Für die «Washington Post» war Palin gut, aber Biden besser. Der Demokrat habe präziser auf die Fragen des Moderators geantwortet als Palin. Ihm sei es aber nicht gelungen, seine Widersacherin auf die Bretter zu schicken. Vielmehr habe er es tunlichst vermieden, Palin direkt anzugreifen, sondern habe seine Attacken auf Präsidentschaftsanwärter John McCain konzentriert. Palin könne nach ihrem Auftritt immerhin darauf hoffen, ihre Popularität, die sich derzeit im freien Fall befinde, etwas zu stabilisieren.

Das «Wall Street Journal» (WSJ) sah eine selbstsichere, volkstümliche Governeurin Palin, die angriffig auftrat und sich gegen Senator Biden gut schlug. Palin sei – entgegen der Erwartung vieler - kein schlimmer Patzer unterlaufen. Aber ihren Hang, Fakten zu zitieren, hätten den Anschein gemacht, sie habe vieles auswendig gelernt. Für das «WSJ» hat die Debatte denn auch gezeigt, dass Senator Biden über tiefere Kenntnisse in den meisten Politfeldern verfügt als seine republikanische Widersacherin, so insbesondere in der Aussenpolitik.
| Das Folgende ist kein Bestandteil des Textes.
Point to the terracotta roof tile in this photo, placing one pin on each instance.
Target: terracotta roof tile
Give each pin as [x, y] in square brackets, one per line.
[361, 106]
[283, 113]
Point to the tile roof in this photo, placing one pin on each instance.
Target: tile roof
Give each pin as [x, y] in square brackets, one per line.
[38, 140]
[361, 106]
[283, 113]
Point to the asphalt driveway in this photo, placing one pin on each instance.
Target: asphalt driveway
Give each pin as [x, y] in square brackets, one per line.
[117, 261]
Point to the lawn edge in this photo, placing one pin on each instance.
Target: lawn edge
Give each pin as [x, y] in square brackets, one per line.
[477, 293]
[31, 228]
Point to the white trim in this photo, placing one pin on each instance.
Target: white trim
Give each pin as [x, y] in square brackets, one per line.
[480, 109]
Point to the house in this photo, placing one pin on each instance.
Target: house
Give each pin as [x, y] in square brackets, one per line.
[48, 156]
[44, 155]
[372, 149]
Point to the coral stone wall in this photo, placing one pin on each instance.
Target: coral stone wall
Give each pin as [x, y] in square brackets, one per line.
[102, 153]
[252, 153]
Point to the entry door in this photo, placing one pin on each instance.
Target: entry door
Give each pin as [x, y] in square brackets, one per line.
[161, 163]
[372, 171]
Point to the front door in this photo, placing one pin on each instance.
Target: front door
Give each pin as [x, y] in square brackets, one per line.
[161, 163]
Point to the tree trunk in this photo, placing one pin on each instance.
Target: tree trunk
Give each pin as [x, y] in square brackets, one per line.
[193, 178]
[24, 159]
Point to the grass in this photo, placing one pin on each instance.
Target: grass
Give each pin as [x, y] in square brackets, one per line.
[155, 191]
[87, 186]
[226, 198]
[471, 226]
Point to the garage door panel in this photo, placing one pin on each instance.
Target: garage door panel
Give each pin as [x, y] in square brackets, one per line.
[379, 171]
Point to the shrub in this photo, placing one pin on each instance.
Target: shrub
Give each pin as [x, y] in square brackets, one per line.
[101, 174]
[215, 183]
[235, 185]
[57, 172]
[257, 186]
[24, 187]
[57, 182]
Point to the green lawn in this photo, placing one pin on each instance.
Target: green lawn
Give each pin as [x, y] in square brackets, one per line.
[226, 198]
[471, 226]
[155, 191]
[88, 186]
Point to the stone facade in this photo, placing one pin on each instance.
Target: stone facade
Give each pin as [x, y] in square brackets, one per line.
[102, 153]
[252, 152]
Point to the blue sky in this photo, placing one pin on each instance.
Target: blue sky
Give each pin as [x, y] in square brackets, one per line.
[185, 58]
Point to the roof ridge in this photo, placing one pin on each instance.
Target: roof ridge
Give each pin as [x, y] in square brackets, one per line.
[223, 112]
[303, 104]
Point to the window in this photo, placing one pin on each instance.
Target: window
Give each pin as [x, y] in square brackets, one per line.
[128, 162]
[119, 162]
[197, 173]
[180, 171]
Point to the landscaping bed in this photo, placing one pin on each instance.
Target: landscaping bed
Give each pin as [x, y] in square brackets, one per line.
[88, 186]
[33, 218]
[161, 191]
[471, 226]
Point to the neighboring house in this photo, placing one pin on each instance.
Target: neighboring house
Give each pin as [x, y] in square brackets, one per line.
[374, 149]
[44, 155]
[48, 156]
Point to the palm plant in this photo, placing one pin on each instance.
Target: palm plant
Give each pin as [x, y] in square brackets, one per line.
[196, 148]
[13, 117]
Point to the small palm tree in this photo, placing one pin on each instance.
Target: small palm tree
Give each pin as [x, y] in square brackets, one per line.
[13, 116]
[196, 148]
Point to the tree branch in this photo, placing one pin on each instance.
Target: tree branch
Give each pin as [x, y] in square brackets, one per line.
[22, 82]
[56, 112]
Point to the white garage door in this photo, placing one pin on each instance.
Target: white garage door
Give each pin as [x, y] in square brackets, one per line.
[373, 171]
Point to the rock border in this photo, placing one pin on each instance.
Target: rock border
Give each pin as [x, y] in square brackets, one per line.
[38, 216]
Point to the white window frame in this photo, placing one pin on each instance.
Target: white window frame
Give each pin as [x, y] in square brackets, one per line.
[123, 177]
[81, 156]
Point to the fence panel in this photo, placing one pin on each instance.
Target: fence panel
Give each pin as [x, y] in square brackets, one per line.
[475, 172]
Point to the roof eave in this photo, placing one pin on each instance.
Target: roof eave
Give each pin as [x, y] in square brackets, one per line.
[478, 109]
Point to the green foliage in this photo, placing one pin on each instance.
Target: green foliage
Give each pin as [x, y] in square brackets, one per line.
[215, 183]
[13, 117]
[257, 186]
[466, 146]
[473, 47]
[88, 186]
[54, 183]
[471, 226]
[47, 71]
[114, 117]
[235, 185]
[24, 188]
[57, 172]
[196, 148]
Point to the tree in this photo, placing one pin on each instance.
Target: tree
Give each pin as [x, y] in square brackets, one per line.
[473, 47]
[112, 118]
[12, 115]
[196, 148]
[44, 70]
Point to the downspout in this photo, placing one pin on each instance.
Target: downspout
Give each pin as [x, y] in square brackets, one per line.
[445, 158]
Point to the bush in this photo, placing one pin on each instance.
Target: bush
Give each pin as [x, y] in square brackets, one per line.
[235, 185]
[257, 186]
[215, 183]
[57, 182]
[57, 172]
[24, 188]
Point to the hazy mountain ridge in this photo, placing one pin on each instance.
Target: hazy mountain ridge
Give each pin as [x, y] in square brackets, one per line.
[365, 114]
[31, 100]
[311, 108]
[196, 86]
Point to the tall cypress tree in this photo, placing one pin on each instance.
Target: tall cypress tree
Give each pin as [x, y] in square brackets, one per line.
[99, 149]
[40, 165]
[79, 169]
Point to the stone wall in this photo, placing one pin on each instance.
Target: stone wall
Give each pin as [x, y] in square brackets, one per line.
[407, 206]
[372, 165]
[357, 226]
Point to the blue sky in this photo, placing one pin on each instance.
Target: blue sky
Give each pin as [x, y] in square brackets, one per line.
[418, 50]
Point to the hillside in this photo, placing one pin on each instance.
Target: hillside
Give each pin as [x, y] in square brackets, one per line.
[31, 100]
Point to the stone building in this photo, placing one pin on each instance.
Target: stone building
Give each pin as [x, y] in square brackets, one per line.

Laut dem britischen «Economist» war der Auftritt von Palin «mittelmässig». Good News für McCain sei, dass Palin selbstsicher und bestimmend auftrat und ihr keine grossen Fehler unterlaufen seien. Bad News sei allerdings, dass bereits ein mittelmässiger Auftritt von ihr als Good News zähle. Biden im Gegenzug habe eine starke und disziplierte Performance hingelegt. Besser gefallen hat Palins Auftritt dem «Guardian»: Palin habe es mit ihrem bodenständigen und schlagkräftigen Auftritt ihren Kritikern gezeigt. Sie sei viel überzeugender aufgetreten als zuletzt in einigen desaströsen TV-Interviews, so die britische Tageszeitung.

Erste Umfragen sehen den demokratischen Vizepräsidentschaftsanwärter Joe Biden als Sieger des TV-Duells. 51 Prozent der TV-Zuschauer sagten nach der Ausstrahlung, Biden habe den besseren Job gemacht als Palin, wie eine Blitzumfrage von CNN nach der Sendung ergab. Nur 36 Prozent stimmten für Sarah Palin. 53 Prozent trauen dem 65-jährigen Demokraten zudem eher zu, einen Wandel herbeiführen zu können als der 20 Jahre jüngeren Gouverneurin aus Alaska. Ein Wermutstropfen für Palin: Immerhin 84 Prozent des Publikums fanden, Palin habe sich besser geschlagen als erwartet.